La parte attrice esponeva:

– di aver stipulato in data 13/4/2006 con la S.p.A. (…), già (…) S.p.A., il contratto di mutuo rep. n. (…), racc. n. (…), per la somma di Euro 236.700,00, da restituirsi in trent’anni mediante il pagamento di n. (…) rate mensili posticipate, oltre alla rata di preammortamento;

– che erano stati pattuiti il tasso contrattuale del 5,00% ed il tasso di mora del 7,70%, a fronte del tasso soglia antiusura, alla data della stipulazione del contratto (13/4/2006), del 7,71%;

– che la sommatoria tra i tassi d’interesse moratorio e corrispettivo era superiore alla soglia antiusura, quindi, considerato che, in virtù dell’art. 5 del mutuo, gli interessi moratori non si sostituivano ma si sommavano a quelli corrispettivi in caso di mora dei mutuatari, il contratto era da ritenersi gratuito.

Tanto premesso, gli attori concludevano come in epigrafe.

La S.p.A. (…) e la s.r.l. (…), in persona dei rispettivi legali rappresentanti pro tempore, costituitesi con comparsa del 9/9/2015, eccepivano preliminarmente la prescrizione ex art. 2948, comma I, n. 4 c.c. dell’avversa pretesa creditoria e, in subordine, ne chiedevano il rigetto; in via ulteriormente gradata, eccepivano la compensazione della pretesa attorea con il proprio maggior credito.

Le ridette società eccepivano in primis la carenza di legittimazione passiva della S.p.A. (…), dando atto che quest’ultima aveva ceduto alla s.r.l. (…) il credito relativo al mutuo per cui si procede, con efficacia a far tempo dal 30/4/2013; eccepivamo la prescrizione dei crediti vantati ex adverso risalenti ad oltre il quinquennio antecedente alla notificazione dell’atto di citazione e, in ogni caso, eccepivano che i tassi d’interesse pattuiti con il mutuo controverso erano inferiori al tasso soglia antiusura, contestando la sommatoria tra i tassi d’interesse corrispettivo e moratorio prospettata dalla controparte ai fini della determinazione del TEG.

Esperiti gli incombenti preliminari ed intervenuto lo scambio delle memorie ex art. 183, co.
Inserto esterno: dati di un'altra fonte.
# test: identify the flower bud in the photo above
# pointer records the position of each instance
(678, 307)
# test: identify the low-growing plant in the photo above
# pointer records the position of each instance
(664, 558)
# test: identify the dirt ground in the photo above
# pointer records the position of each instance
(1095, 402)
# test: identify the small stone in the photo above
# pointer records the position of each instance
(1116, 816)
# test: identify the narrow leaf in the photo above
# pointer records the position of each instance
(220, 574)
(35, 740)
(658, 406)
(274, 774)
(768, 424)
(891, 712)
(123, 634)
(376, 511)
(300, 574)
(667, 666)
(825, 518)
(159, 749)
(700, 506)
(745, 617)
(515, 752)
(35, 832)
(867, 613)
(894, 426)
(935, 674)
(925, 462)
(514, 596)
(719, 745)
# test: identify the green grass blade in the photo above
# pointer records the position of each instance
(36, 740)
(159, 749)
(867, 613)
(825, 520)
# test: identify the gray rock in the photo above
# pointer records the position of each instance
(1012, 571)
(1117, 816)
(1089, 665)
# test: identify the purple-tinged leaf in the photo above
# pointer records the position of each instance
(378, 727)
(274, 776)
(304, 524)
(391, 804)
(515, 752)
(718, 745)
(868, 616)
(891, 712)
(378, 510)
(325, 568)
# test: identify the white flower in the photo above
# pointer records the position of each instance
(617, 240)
VI, c.p.c., il giudice fissava per la precisazione delle conclusioni l’udienza del 16/5/2018, al cui esito, sulle conclusioni rassegnate, tratteneva la causa in decisione, concedendo alle parti i termini per le memorie conclusive.
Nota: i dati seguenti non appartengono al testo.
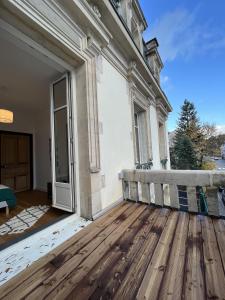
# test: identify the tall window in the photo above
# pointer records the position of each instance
(137, 141)
(141, 138)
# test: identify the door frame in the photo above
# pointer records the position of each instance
(30, 135)
(62, 65)
(70, 144)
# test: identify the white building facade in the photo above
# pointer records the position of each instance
(114, 109)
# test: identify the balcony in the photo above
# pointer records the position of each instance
(137, 250)
(192, 191)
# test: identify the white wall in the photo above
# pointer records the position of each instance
(116, 144)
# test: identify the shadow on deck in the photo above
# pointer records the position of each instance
(133, 251)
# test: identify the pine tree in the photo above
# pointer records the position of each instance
(190, 126)
(184, 154)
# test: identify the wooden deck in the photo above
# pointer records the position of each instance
(134, 251)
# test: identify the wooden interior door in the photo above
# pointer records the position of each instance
(16, 161)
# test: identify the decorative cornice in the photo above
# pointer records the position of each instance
(96, 10)
(113, 59)
(134, 75)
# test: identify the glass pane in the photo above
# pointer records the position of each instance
(61, 146)
(59, 93)
(137, 144)
(136, 120)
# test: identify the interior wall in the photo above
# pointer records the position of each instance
(116, 139)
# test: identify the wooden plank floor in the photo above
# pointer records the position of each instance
(24, 201)
(133, 252)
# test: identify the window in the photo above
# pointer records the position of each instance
(162, 141)
(136, 130)
(140, 132)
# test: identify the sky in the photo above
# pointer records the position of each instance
(191, 35)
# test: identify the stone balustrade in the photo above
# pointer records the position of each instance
(174, 187)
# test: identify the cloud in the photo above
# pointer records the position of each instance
(180, 34)
(164, 79)
(220, 129)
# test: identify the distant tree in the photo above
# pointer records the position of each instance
(190, 126)
(213, 145)
(184, 156)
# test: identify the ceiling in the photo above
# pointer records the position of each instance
(25, 77)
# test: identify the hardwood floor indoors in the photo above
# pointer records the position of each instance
(26, 200)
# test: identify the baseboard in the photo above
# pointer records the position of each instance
(105, 210)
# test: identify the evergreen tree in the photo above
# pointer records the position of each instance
(190, 126)
(184, 154)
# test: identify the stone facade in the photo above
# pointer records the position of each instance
(120, 110)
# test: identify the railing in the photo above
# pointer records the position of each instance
(194, 191)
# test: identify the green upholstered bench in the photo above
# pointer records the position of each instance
(7, 194)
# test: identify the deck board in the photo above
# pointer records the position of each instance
(135, 251)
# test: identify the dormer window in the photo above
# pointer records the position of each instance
(153, 58)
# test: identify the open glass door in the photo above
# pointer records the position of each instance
(62, 145)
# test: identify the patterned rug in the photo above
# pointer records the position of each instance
(24, 220)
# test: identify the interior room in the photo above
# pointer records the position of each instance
(25, 138)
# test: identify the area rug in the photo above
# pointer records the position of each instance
(24, 220)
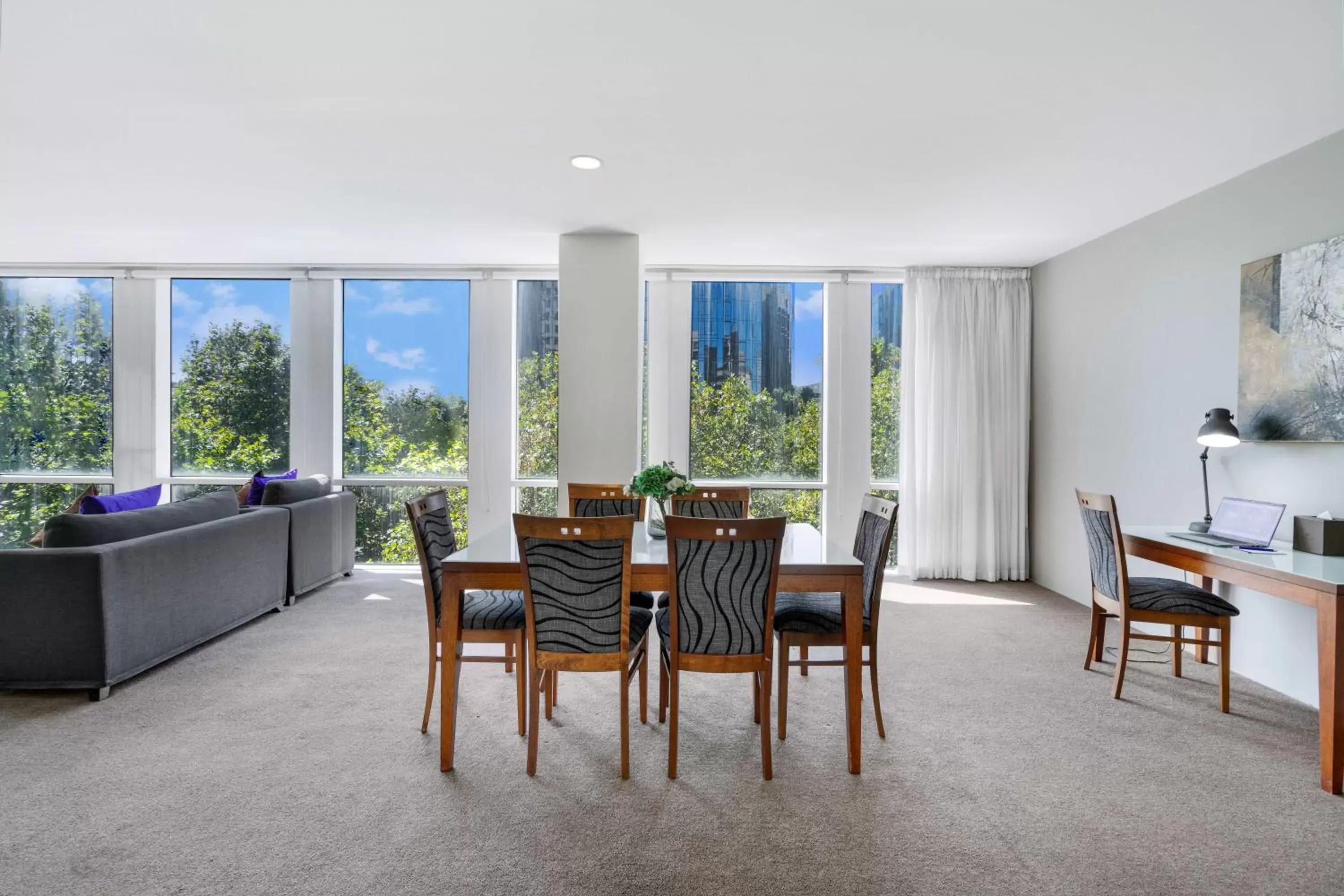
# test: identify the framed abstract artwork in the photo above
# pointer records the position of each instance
(1292, 349)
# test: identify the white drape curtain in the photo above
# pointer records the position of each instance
(965, 417)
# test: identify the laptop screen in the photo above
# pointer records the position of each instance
(1246, 521)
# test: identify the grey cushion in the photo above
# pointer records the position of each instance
(295, 491)
(494, 610)
(74, 531)
(816, 613)
(1174, 595)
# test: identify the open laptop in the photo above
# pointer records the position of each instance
(1240, 521)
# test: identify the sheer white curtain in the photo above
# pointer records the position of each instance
(965, 412)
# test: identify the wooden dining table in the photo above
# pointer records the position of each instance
(807, 563)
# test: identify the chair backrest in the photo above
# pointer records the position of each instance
(576, 582)
(715, 503)
(873, 544)
(604, 500)
(1105, 546)
(722, 579)
(435, 540)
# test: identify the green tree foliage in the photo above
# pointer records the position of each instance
(56, 404)
(230, 405)
(886, 412)
(539, 416)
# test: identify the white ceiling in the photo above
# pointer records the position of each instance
(831, 134)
Con particolare riferimento alla causa petendi, (…), (…) e (…) chiedono la condanna della S.p.A. (…) alla ripetizione delle somme che, secondo la loro prospettazione, sarebbero state indebitamente percepite a titolo di interessi corrispettivi e moratori applicati con tassi usurari nel corso del contratto di mutuo inter partes secondo il previsto piano di ammortamento alla francese, previo accertamento della nullità parziale del contratto ex art. 1815 c.c.

La S.p.A. (…) eccepisce in primis la propria carenza di legittimazione passiva per effetto della cessione del credito derivante dal contratto di mutuo stipulato con la controparte.

L’eccezione è fondata.

Non è stata specificamente contestata l’asserzione attorea secondo cui la convenuta, a far tempo dal 30/4/2013, in attuazione del programma di emissioni di obbligazioni bancarie garantite dalla S.p.A. (…) regolato dall’art. 7-bis della L. n. 130 del 1999, ha ceduto il credito derivante dal contratto su cui si controverte all’intervenuta, la quale soltanto, quindi, è legittimata a resistere nel presente giudizio.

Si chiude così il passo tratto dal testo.